Thursday, July 12, 2007

Are Antioxidants Dangerous?

Since the late 1980s antioxidants have been heralded as molecules that are dramatically important to our health. Multivitamins shout their antioxidant concentrations on their labels and food and beverages are promoted based on their antioxidant properties.

Antioxidants work by neutralizing free radicals, the byproducts of oxidative stress in the body - put simply, they are supposed to be working to protect us by neutralizing dangerous and damaging molecules that have been touted as being theoretical culprits in a myriad of disease processes.

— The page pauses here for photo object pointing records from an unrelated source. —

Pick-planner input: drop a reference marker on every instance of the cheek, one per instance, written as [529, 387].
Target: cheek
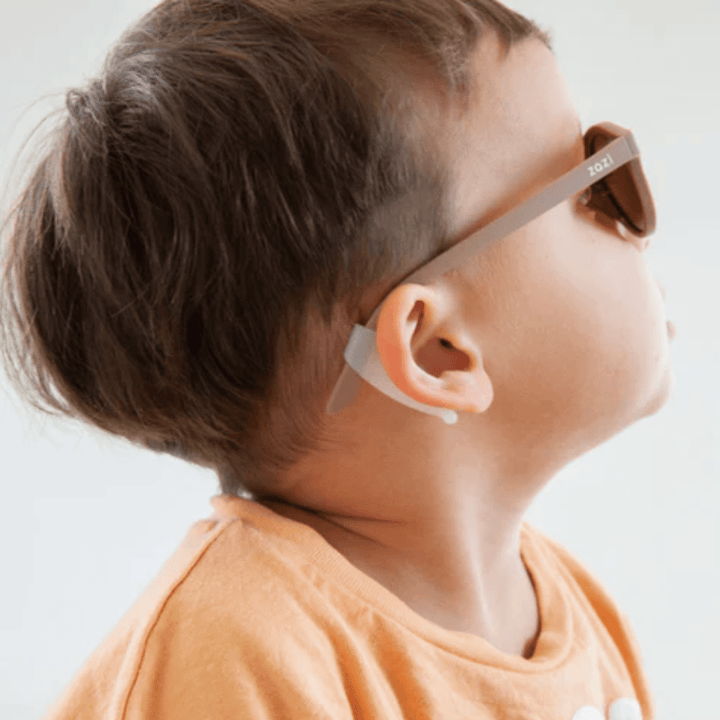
[574, 316]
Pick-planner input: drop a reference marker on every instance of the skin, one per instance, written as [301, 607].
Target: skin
[558, 342]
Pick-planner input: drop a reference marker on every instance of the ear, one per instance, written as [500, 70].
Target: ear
[427, 362]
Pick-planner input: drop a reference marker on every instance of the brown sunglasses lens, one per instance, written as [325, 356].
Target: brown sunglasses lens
[618, 195]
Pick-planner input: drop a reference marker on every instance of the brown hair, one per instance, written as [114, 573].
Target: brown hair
[187, 260]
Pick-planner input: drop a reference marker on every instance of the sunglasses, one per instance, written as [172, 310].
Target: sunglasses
[617, 187]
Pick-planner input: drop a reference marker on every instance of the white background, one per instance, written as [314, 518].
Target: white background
[86, 521]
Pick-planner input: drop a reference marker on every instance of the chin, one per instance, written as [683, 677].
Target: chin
[662, 394]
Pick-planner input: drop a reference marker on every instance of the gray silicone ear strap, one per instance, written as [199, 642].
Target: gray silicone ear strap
[361, 355]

This week a study was pre-released by the Annals of Internal Medicine that looked at the long term effects of selenium supplementation on the risk of developing diabetes. The reason researchers chose selenium is because it's a potent antioxidant and oxidative stress has been proposed as an important mechanism in the development of insulin resistance and diabetes and therefore researchers postulated that if they provided folks with more protection against oxidative stress, it might translate into protection against diabetes.

What the researchers found was that the more selenium provided to the study patients, the greater their risk (yes, I did say greater) of developing diabetes.

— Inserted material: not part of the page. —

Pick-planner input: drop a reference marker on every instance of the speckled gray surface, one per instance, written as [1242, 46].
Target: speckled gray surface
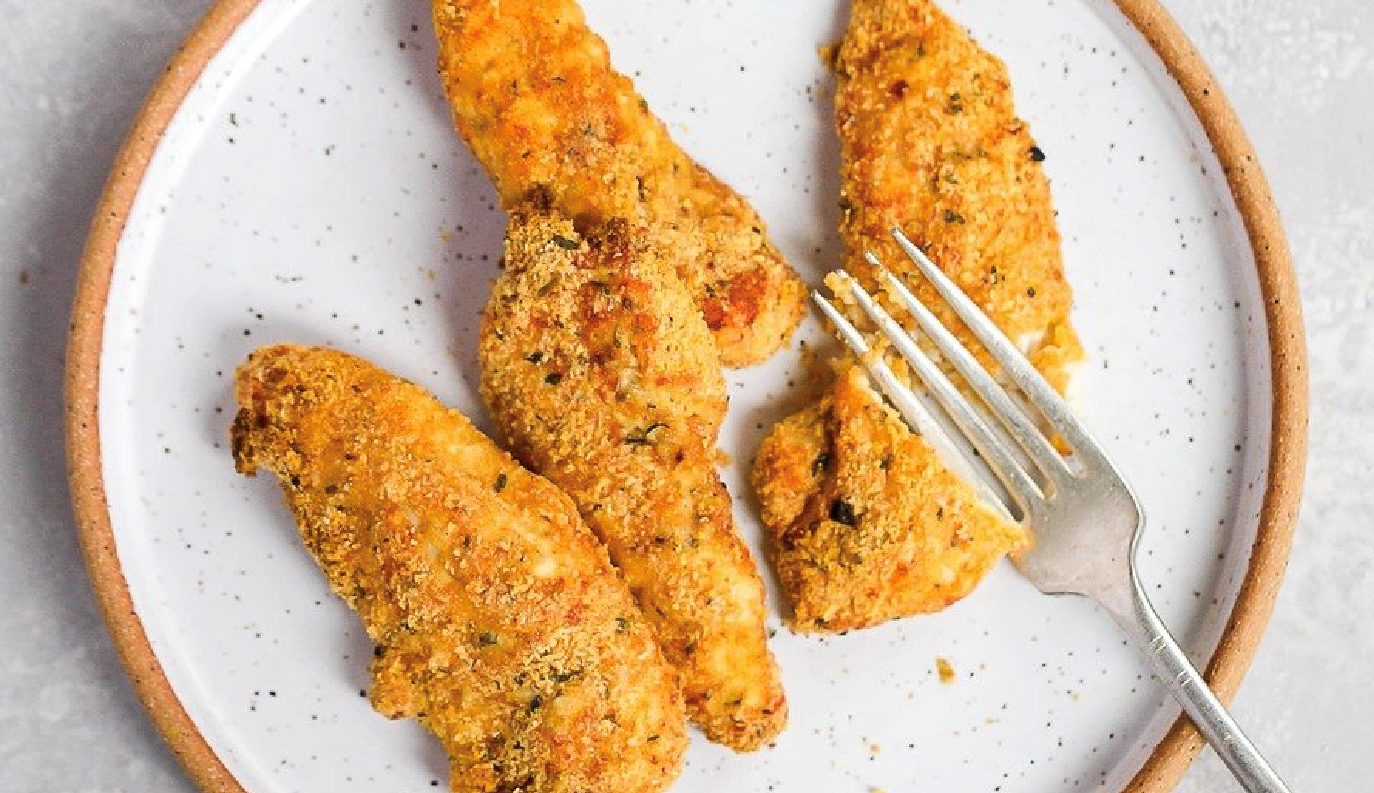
[74, 73]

So what's going on here? I thought it was supposed to lower risk.

What's going on here is further proof that common sense does not dictate treatment response and that our bodies are big black boxes that don't always behave as predicted.

Interestingly that can be said about a few other heavily promoted antioxidants.

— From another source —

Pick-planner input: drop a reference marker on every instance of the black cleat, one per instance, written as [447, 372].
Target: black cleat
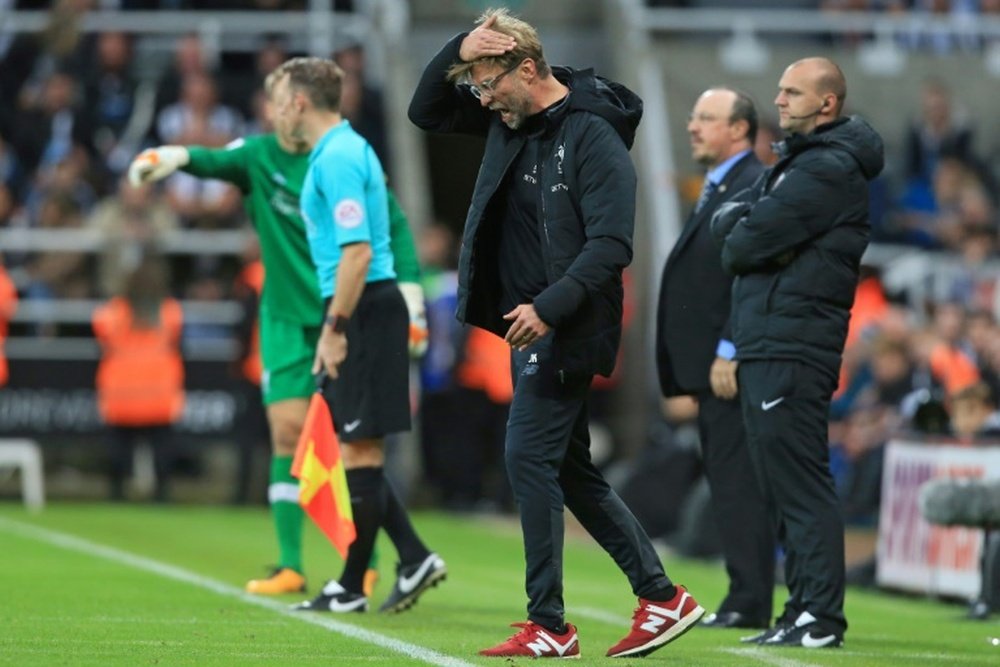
[334, 598]
[412, 581]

Beta-carotene, once expected to be a contender at reducing the risk of cancer development was actually shown to increase the risk and rate of lung cancer growth in Finnish smokers.

Vitamin E, once expected to help reduce the risk of heart disease, Alzheimer's, cancer and more, was shown in fact to be associated with increased rates of all cause mortality and increased risk of congestive heart failure.

At the end of the day, I'm not suggesting you should immediately stop your antioxidant containing multivitamin. The risks we're talking about here are far from astronomical and there may indeed be benefits to other disease processes. I do however think that consumers need to bear in mind that we really don't have nearly the understanding that folks think we have in terms of how individual micronutrients impact on our health and simply because something theoretically sounds healthy, doesn't make it a smart choice.

My recommendation is to remember that while we might still lack data about the individual components of food, where we've got a great deal of data is about food itself. Diets higher in fruits, vegetables, whole grains, nuts and fish and lower in red meats, refined carbohydrates and salts indeed have been shown to reduce the burden of chronic disease.

Focus on your food, not on your vitamins.